While many of your customers probably wish they could take a hiatus, in reality, engineers and technical professionals are still working during the summer months. Even if 10 percent of them are out of the office at any given time, that leaves 90 percent still searching for products and services, still researching and gaining exposure to your brand—that is, if you’re still marketing. If you’ve scaled back, your customers might see your competitor who has jumped in to fill the void.

Marketing is an imperative in every season. But summertime does present an opportunity to make some adjustments. Offices do tend to be a little quieter. Not everything you have on your to-do list is fire-drill urgent. So here are six summertime marketing tips, three for connecting with customers and three for your internal marketing operations.

Curate a Summer Reading List for Customers

Plenty of engineers and industrial professionals put aside time during summer months to research favorite ideas, new projects, innovative technologies, and potential suppliers. You could prepare and send them a package of your best content, both original and curated: articles, white papers, interviews, case studies and more.

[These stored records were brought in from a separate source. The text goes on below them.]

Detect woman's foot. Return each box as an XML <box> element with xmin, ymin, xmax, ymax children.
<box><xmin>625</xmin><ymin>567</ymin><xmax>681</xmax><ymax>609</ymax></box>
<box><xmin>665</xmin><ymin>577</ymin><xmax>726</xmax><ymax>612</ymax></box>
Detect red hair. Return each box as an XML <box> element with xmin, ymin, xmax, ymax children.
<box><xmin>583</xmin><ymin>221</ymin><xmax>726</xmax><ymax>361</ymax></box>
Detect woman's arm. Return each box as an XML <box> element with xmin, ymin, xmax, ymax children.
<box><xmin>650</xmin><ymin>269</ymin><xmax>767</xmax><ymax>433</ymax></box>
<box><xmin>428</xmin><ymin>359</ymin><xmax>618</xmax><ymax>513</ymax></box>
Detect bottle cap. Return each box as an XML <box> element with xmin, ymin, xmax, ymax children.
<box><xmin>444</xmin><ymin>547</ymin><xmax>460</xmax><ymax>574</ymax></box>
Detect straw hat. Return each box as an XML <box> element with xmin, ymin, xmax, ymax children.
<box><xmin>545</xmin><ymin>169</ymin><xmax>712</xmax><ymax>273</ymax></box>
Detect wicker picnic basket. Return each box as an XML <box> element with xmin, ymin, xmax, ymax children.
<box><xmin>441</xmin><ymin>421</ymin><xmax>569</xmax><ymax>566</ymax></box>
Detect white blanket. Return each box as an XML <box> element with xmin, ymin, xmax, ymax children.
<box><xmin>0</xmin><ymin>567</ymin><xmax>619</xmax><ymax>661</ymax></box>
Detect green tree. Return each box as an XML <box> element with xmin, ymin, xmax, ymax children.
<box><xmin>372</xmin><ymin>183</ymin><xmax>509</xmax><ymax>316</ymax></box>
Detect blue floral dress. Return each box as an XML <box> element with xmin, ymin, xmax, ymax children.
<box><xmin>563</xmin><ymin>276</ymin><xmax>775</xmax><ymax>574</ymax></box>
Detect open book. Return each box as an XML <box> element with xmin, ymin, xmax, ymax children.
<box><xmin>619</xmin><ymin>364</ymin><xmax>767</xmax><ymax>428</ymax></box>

You could even call such a package “Summer Reading.” Let them know in your introductory letter how easy and useful it would be to pack this folder with them if they take a summer trip. How about including a gift card for a cup of coffee?

Create a Podcast for Car Drives

Podcasts aren’t the most popular marketing channel in the industrial sector, but what a nice touch to have a downloadable podcast your customers could listen to on car rides or during flights. Try an interview with an industry expert on a popular topic. Ask a customer to narrate their case study story. This will take some planning, and you’ll need to write a script, but a ten-minute “news” segment can make for an interesting summer listening experience for your audience. This would be particularly doable if you have existing content that you could repurpose into an audio format.

Host a Subject Matter Expert

Summer is a good time to recruit your subject matter experts to host an online Q&A. Customers and prospects find great satisfaction when interacting with the technical and engineering minds behind your products. Everyone can learn from each other. Live “coffee and breakfast” chats can fill early morning hours. You can also archive the chat for later access, and just like that, you’re creating and repurposing valuable content.

Conduct a Content Audit

Content is the fuel that runs your marketing engine. You can’t afford to run out of or use inferior quality content. And yet, keeping content updated is often one of those important tasks that tends to slip down the list.

Summer is a good time to conduct an audit of marketing content. What do you have in your library? What’s popular and what’s not? What needs to be updated? What holes need to be filled? Don’t forget to include your web pages in the audit.

Once you’ve determined what content you need to produce or update to support your marketing efforts, you should prioritize and combine the tasks, then start recruiting internal and/or external resources to get the job done. Do this now and your fourth quarter marketing will run much smoother.

Analyze Six Months of Marketing Performance

You’ve got half a year of marketing in the books. How well are you doing? Summer is a good time to analyze the performance of all your marketing programs. Pull reports, compare channels, calculate ROI where you can. Work with your media partners to analyze how well you are meeting your goals.

Summer is often the time when budgets get adjusted for the second half of the year, hopefully up, possibly down. Armed with the insight as to how well your programs are doing, and with a second half budget established, you can make adjustments to channels and programs, moving dollars away from underperforming channels and into those that show more promise.

Research New Technologies and Channels

Maybe you’ve been putting off doing some of your own professional homework. Are there marketing channels you’ve heard about or other companies are using that you’re not familiar or comfortable with yet? Now is the time to research further. Media partners can help you here as well.